32.         Compte tenu de ce qui précède, il n’y a pas lieu d’examiner les autres griefs formulés par la recourante (violation des principes de proportionnalité et de l’égalité de traitement et du droit de propriété).

33.         En application des art. 87 al. 1 LPA et 1 et 2 du règlement sur les frais, émoluments et indemnités en procédure administrative du 30 juillet 1986 (RFPA - E 5 10.03), la recourante, qui obtient gain de cause, est exonérée de tout émolument ; l’avance de frais de CHF 900.-, versée à la suite du recours, lui sera restituée.

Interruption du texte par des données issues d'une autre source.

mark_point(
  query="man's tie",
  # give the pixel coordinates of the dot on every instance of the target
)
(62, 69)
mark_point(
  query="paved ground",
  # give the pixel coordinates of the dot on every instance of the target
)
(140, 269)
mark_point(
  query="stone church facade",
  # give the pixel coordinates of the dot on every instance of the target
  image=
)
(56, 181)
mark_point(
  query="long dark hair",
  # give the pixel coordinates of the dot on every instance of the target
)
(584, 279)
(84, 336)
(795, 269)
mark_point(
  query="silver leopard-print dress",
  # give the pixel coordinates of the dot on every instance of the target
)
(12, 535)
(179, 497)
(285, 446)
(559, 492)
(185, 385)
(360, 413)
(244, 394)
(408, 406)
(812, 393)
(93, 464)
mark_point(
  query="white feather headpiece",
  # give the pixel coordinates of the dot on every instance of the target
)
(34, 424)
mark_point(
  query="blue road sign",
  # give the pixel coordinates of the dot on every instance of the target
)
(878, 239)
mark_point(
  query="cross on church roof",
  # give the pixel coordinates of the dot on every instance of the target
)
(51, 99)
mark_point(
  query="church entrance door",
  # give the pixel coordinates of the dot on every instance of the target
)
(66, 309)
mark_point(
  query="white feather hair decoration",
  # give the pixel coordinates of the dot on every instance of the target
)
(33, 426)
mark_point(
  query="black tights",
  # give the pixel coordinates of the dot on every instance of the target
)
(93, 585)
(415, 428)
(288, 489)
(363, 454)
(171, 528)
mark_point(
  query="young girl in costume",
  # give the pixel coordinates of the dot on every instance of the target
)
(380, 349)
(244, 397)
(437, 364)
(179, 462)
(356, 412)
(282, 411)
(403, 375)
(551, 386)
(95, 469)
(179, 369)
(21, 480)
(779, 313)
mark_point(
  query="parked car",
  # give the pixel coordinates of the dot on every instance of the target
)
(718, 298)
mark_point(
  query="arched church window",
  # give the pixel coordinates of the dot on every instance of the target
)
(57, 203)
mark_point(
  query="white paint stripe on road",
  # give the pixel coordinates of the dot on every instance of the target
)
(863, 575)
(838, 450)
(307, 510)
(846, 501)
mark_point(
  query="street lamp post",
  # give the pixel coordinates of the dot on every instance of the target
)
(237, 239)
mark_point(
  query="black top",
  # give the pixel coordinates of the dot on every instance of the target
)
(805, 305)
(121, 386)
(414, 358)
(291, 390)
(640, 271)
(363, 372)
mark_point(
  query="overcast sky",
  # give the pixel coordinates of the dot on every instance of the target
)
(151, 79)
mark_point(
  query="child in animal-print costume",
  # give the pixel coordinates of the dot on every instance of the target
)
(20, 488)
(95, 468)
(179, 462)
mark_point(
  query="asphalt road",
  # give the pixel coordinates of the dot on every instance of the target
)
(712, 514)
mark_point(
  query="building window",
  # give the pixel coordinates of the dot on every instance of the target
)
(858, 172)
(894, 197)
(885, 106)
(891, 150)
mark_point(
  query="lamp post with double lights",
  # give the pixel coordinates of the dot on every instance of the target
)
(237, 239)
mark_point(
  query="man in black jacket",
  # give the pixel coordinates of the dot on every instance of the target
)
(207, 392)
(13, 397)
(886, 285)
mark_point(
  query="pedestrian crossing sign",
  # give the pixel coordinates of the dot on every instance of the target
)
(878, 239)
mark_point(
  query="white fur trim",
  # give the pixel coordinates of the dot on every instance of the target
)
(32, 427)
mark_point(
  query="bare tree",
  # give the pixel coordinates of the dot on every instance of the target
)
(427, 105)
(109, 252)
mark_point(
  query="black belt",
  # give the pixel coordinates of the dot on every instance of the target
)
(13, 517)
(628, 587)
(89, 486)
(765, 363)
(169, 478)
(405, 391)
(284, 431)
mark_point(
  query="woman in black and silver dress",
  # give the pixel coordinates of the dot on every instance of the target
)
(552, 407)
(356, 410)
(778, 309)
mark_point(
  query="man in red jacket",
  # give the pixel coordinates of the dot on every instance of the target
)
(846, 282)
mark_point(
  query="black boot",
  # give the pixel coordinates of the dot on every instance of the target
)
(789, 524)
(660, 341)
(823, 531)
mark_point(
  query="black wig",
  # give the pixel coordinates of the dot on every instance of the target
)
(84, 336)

34.         Vu l'issue du litige, une indemnité de procédure de CHF 2’000.-, à la charge de de l’État de Genève, soit pour lui l’autorité intimée, sera allouée à la recourante, à titre de dépens (art. 87 al. 2 à 4 LPA et 6 RFPA).


PAR CES MOTIFS

LE TRIBUNAL ADMINISTRATIF

DE PREMIÈRE INSTANCE

1.             déclare recevable le recours interjeté le 5 octobre 2020 par A______ contre la décision du département du territoire du 3 septembre 2020 (DD 3______) ;

2.             l'admet ;

3.             annule cette décision ;

4.             renvoi le dossier au département du territoire pour nouvelle décision dans le sens des considérants ;

5.             renonce à percevoir un émolument et ordonne la restitution à la recourante de l’avance de frais de CHF 900.- ;

6.             condamne l’État de Genève, soit pour lui le département du territoire, à verser à Madame A______ une indemnité de procédure de CHF 2’000.- ;

7.             dit que, conformément aux art. 132 LOJ, 62 al. 1 let. a et 65 LPA, le présent jugement est susceptible de faire l'objet d'un recours auprès de la chambre administrative de la Cour de justice (10 rue de Saint-Léger, case postale 1956, 1211 Genève 1) dans les trente jours à compter de sa notification. L'acte de recours doit être dûment motivé et contenir, sous peine d'irrecevabilité, la désignation du jugement attaqué et les conclusions du recourant. Il doit être accompagné du présent jugement et des autres pièces dont dispose le recourant.

Siégeant : Caroline DEL GAUDIO-SIEGRIST, présidente, Saskia RICHARDET VOLPI et Diane SCHASCA, juges assesseures.

Au nom du Tribunal :

La présidente

Caroline DEL GAUDIO-SIEGRIST

 

Copie conforme de ce jugement est communiquée aux parties.